Lucy mengangguk, ia menjauh dari dapur menuju ruang keluarga untuk menonton siaran televisi.
Tak berselang lama Lucy menunggu. Makanannya kini sudah tersaji di depannya. Lengkap dengan obat dan s**u. Lucy tidak mengerti mengapa asisten rumah tangga Gery menyediakan s**u untuknya. Mungkin karena akhir-akhir ini ia malas makan kali ya? Tak ambil pusing. Lucy menyantap makanannya.

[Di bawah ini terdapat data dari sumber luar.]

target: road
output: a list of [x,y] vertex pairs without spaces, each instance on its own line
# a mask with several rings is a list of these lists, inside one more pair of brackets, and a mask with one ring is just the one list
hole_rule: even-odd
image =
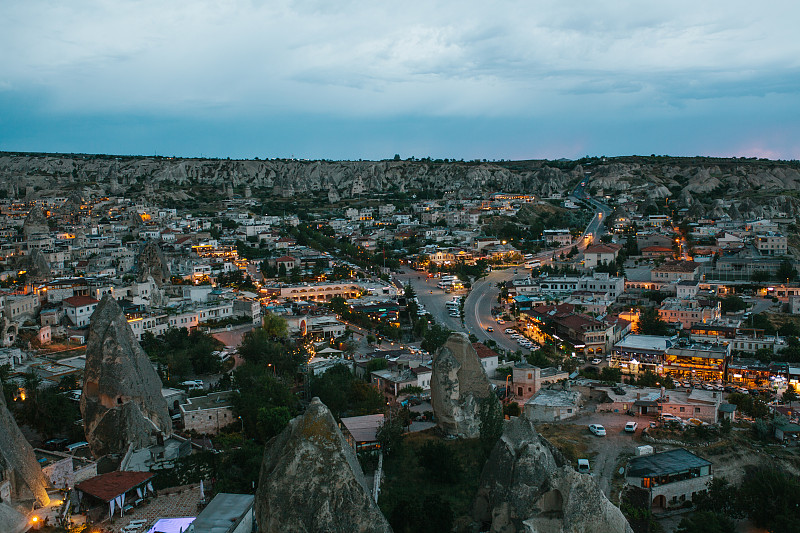
[[[588,242],[585,236],[591,233],[594,237],[598,237],[603,231],[605,219],[612,212],[612,209],[607,205],[590,198],[584,191],[583,185],[579,184],[573,190],[571,197],[589,203],[596,209],[595,215],[587,225],[578,242],[556,248],[555,250],[546,250],[536,254],[534,257],[539,259],[542,264],[552,261],[554,256],[559,256],[562,252],[569,253],[573,246],[577,246],[581,251],[586,249]],[[522,349],[522,347],[503,332],[509,325],[497,324],[494,318],[492,318],[491,310],[492,307],[497,304],[497,294],[499,292],[497,284],[513,279],[515,273],[518,272],[518,268],[494,270],[486,277],[475,282],[464,304],[464,326],[461,325],[460,318],[451,317],[449,315],[445,304],[447,301],[452,300],[454,295],[445,293],[442,289],[439,289],[437,287],[438,280],[436,278],[428,278],[426,273],[416,272],[404,267],[401,274],[394,275],[394,282],[398,287],[402,287],[410,282],[414,291],[417,293],[419,303],[425,307],[437,323],[444,327],[453,331],[472,333],[481,341],[491,339],[503,349],[516,351]],[[486,331],[486,328],[489,326],[491,326],[494,331]]]

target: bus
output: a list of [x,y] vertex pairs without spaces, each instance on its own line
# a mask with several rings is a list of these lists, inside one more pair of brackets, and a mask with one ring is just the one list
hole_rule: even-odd
[[532,259],[525,263],[525,268],[539,268],[542,266],[542,262],[539,259]]

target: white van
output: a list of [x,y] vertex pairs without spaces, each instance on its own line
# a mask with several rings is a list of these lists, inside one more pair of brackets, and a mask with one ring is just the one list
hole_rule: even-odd
[[578,459],[578,473],[589,474],[590,472],[589,459]]

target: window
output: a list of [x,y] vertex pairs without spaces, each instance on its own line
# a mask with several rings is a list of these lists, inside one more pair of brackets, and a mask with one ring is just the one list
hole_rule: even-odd
[[684,407],[681,407],[681,413],[684,412],[685,410],[686,409]]

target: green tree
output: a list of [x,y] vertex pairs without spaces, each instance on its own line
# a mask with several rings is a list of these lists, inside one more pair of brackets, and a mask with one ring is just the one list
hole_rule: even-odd
[[771,533],[797,531],[800,478],[775,466],[752,468],[745,473],[738,501],[748,518]]
[[638,333],[640,335],[669,335],[669,326],[653,308],[646,308],[639,317]]
[[355,376],[346,365],[335,365],[311,380],[311,396],[318,396],[338,419],[348,408],[348,392]]
[[778,281],[794,281],[797,279],[797,270],[788,260],[781,261],[776,274]]
[[747,303],[739,296],[726,296],[722,299],[722,312],[735,313],[747,309]]
[[461,476],[457,455],[439,440],[426,441],[420,447],[419,465],[433,481],[439,483],[455,483]]
[[503,411],[494,394],[482,398],[478,407],[481,446],[484,454],[488,456],[503,434]]
[[684,517],[676,533],[731,533],[736,530],[733,520],[721,513],[701,511]]
[[622,380],[622,371],[619,368],[603,367],[600,371],[600,381],[619,383]]
[[403,421],[399,418],[385,418],[383,424],[378,428],[376,437],[381,443],[384,453],[392,453],[403,443]]
[[450,330],[443,328],[439,324],[434,324],[425,333],[425,338],[422,340],[420,346],[423,350],[434,353],[436,350],[444,346],[447,338],[450,336]]

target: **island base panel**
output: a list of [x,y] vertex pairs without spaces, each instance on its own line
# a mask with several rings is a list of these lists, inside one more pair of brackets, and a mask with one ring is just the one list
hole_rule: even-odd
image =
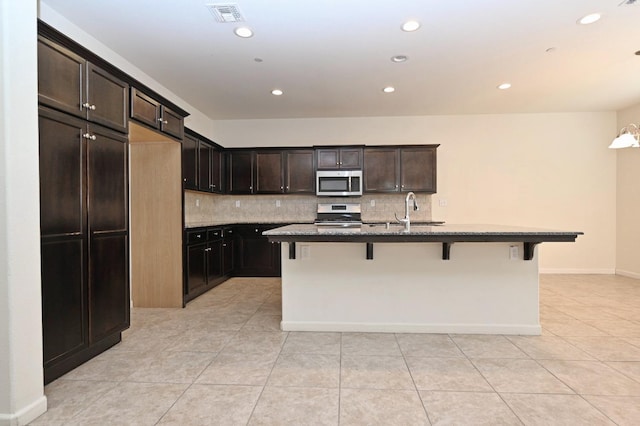
[[438,243],[379,243],[367,260],[366,243],[298,243],[295,259],[282,244],[282,329],[539,335],[537,256],[510,246],[457,243],[442,260]]

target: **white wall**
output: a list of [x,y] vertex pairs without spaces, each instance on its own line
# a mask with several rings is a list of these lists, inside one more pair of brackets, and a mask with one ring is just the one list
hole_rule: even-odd
[[[618,128],[640,124],[640,104],[618,111]],[[620,149],[617,179],[616,273],[640,278],[640,149]]]
[[[220,120],[225,147],[440,144],[434,219],[583,231],[536,249],[543,272],[615,271],[616,114]],[[446,207],[439,201],[445,200]]]
[[0,425],[47,408],[40,308],[36,1],[0,0]]
[[[158,5],[158,7],[161,7],[161,5]],[[96,55],[100,56],[102,59],[118,67],[122,71],[126,72],[133,78],[147,85],[151,89],[155,90],[165,98],[169,99],[170,101],[187,111],[191,115],[189,115],[185,119],[185,126],[206,137],[212,138],[212,121],[211,119],[209,119],[209,117],[204,115],[195,107],[189,105],[188,102],[181,99],[179,96],[171,92],[171,90],[155,81],[153,78],[137,68],[135,65],[128,62],[122,56],[109,49],[96,38],[87,34],[77,25],[71,23],[67,18],[53,10],[45,2],[40,3],[39,18],[61,33],[65,34],[67,37],[71,38]],[[168,58],[168,60],[171,60],[171,58]]]

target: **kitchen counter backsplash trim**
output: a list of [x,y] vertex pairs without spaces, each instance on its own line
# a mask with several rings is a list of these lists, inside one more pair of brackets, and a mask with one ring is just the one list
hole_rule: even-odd
[[[364,222],[395,222],[394,213],[404,216],[406,194],[375,194],[362,197],[316,197],[313,195],[218,195],[184,192],[185,227],[234,223],[313,223],[318,202],[359,202]],[[420,210],[411,220],[431,220],[431,195],[417,194]],[[371,201],[374,201],[373,205]],[[279,206],[277,205],[279,202]]]

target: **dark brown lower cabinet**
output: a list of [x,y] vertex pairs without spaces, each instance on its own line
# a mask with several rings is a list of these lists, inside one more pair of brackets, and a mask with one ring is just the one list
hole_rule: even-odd
[[211,290],[229,277],[224,269],[224,230],[187,230],[184,255],[184,302]]
[[129,327],[127,137],[39,109],[45,383]]
[[236,225],[235,270],[239,277],[279,277],[281,273],[280,243],[271,243],[264,231],[280,225]]
[[284,224],[243,224],[185,231],[184,302],[230,277],[279,277],[280,243],[262,236]]

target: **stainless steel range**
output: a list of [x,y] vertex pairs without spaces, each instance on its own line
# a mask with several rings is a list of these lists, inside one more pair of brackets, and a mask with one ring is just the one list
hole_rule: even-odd
[[318,203],[315,221],[320,226],[362,226],[360,203]]

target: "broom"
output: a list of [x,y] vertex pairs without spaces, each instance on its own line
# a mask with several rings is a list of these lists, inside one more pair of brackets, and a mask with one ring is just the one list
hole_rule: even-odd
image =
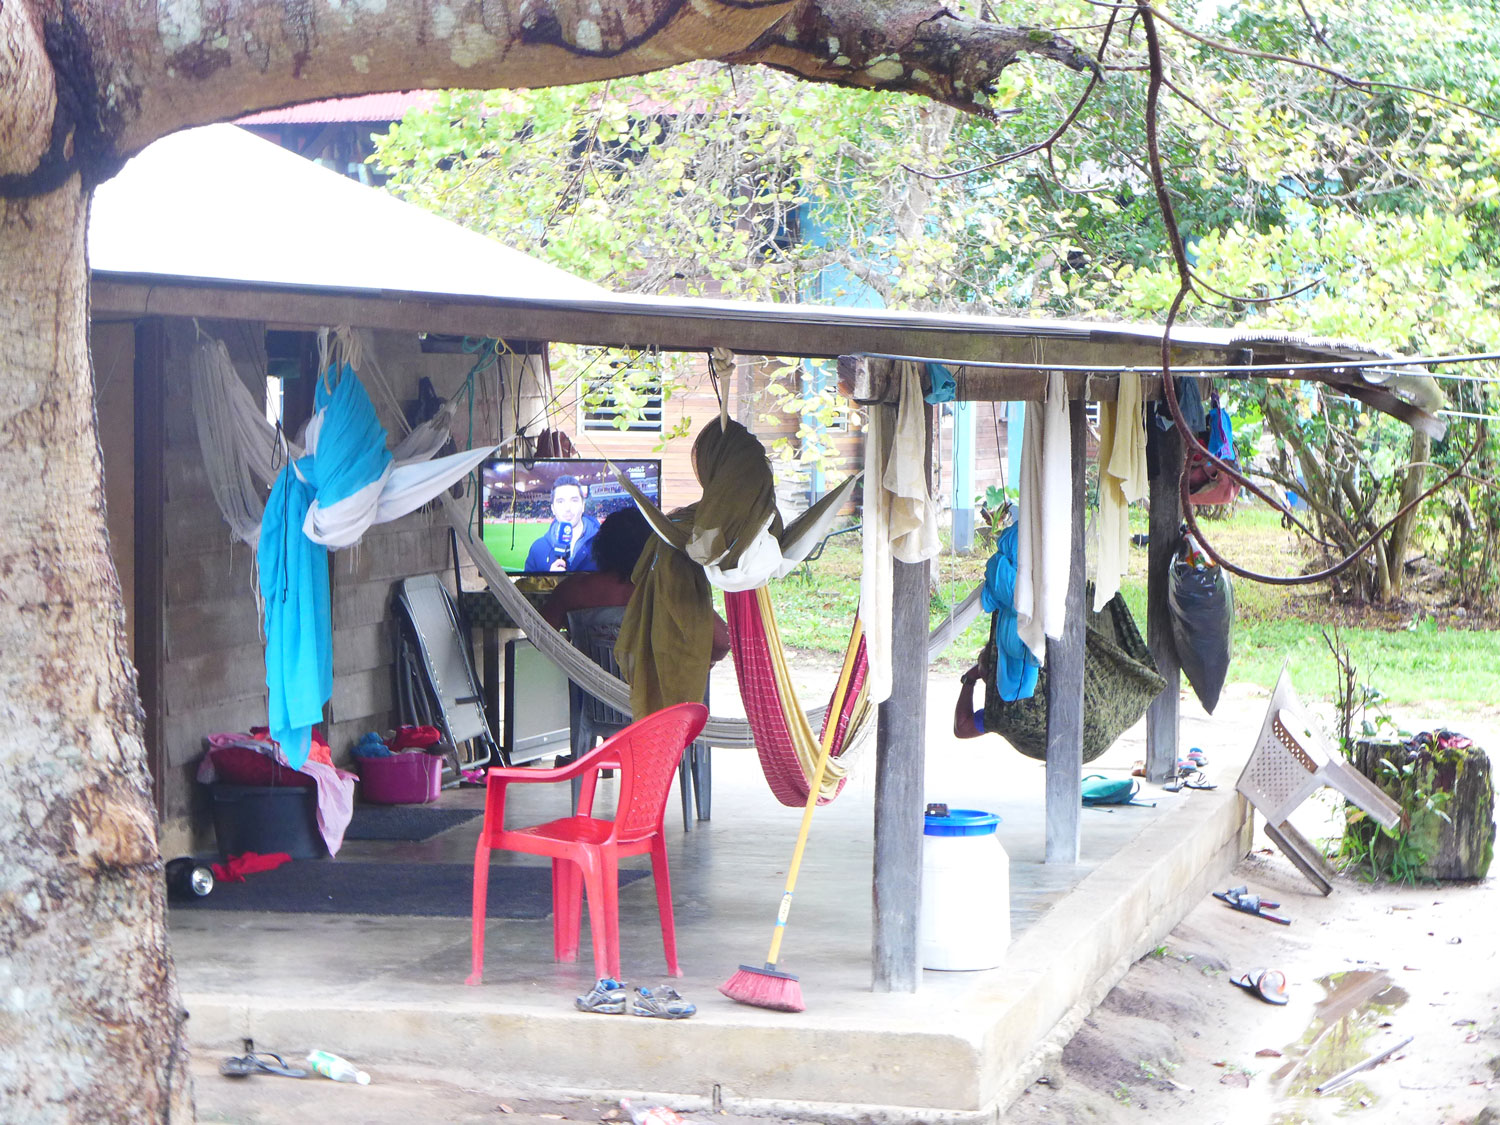
[[792,851],[792,863],[786,872],[786,890],[781,894],[781,908],[776,912],[776,928],[771,931],[771,951],[766,954],[766,963],[760,968],[741,965],[739,970],[723,984],[719,991],[741,1004],[753,1004],[757,1008],[770,1008],[775,1012],[805,1012],[802,1002],[802,985],[796,974],[785,973],[776,967],[776,958],[781,953],[781,938],[786,933],[787,915],[792,910],[792,890],[797,885],[797,872],[802,867],[802,852],[807,847],[807,833],[812,827],[813,809],[818,804],[818,793],[823,788],[823,775],[828,770],[828,759],[833,751],[833,739],[838,730],[839,713],[844,707],[844,698],[849,690],[849,681],[854,675],[854,658],[859,651],[864,629],[856,617],[850,631],[849,647],[844,652],[844,667],[839,673],[838,690],[828,706],[823,722],[823,742],[818,750],[818,765],[813,770],[812,782],[807,789],[807,804],[802,808],[802,827],[797,832],[797,846]]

Baru beberapa kali suapan. Ia tersedak, kaget dengan bunyi bel. Lucy pun meminum segelas s**u tersebut hingga tandas.
"Bibi!" teriak Lucy, memanggil asisten rumah tangga Gery. Tetapi tidak ada sahutan.
"Bibi ... Ada tamu."
Sama, tidak ada tanda-tanda asisten rumah tangga itu keluar dari dapur. Lucy pun memilih untuk membuka pintu sendiri, untuk menerima tamu yang entah siapa itu.
"Kau!"
Lucy terkejut. Begitu melihat sosok yang berdiri diambang pintu rumahnya. Spontan Lucy langsung menutup pintu rumahnya. Menghiraukan teriakan memanggil namanya..
"Lucy buka pintunya, Lucy!"
"Lucy!"
Tok ... tok ... tok.
Gedoran pintu tak membuat Lucy iba. Ia mengunci pintu rumahnya dan pergi. Ditambah perut yang bergejolak lagi. Ia mau muntah.
"Non--"
Lucy menutup mulutnya dengan tangan, ia menahan muntahannya sekaligus meminta agar Asisten rumah tangga di depannya diam.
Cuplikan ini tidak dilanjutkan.